REpeating Pattern Extraction Technique (REPET)
This is my thesis work; please see the REPET tab.
Audio Fingerprinting for Cover Identification
Suppose
that you are at a music festival checking on an artist, and you would
like to quickly know about the song that is being played (e.g., title,
lyrics, album, etc.). If you have a smartphone, you could record a
sample of the live performance and compare it against a database of
existing recordings from the artist. Services such as Shazam or
SoundHound will not work here, as this is not the typical framework for
audio fingerprinting or query-by-humming systems, as a live performance
is neither identical to its studio version (e.g., variations in
instrumentation, key, tempo, etc.) nor it is a hummed or sung melody.
We propose an audio fingerprinting system that can deal with live version identification by using image processing techniques.
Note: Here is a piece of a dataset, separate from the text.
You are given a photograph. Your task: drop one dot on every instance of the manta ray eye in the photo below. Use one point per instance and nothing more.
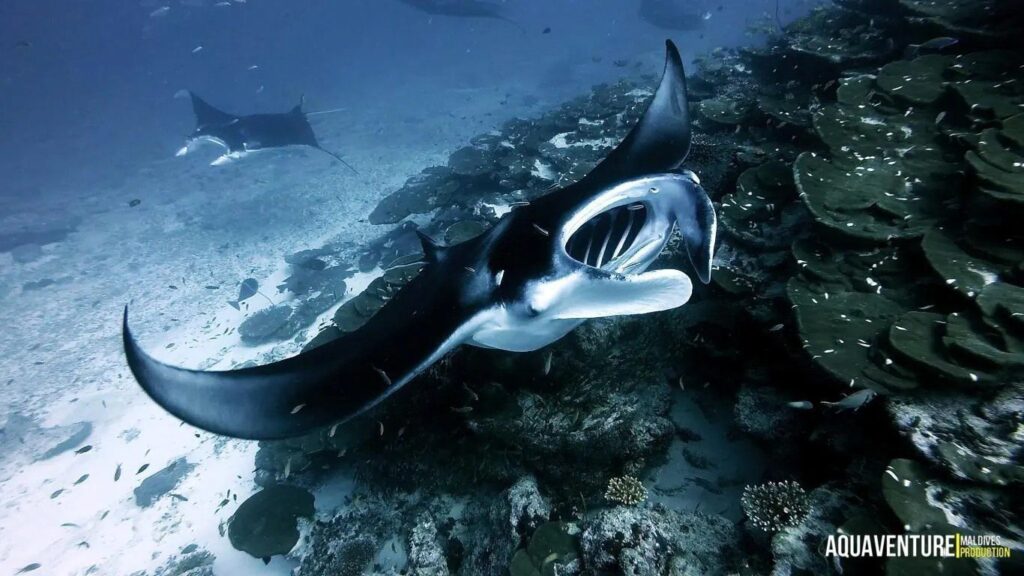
(607, 236)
Compact fingerprints are derived using a log-frequency spectrogram and
an adaptive thresholding method, and template matching is performed
using the Hamming similarity and the Hough Transform.
[pdf] Zafar Rafii, Bob Coover, and Jinyu Han. “An Audio Fingerprinting System for Live Version Identification using Image Processing Techniques,” 39th International Conference on Acoustics, Speech and Signal Processing, Florence, Italy, May 4-9 2014. (poster)
*This work was performed during an internship at Gracenote, a leading company in music and video recognition.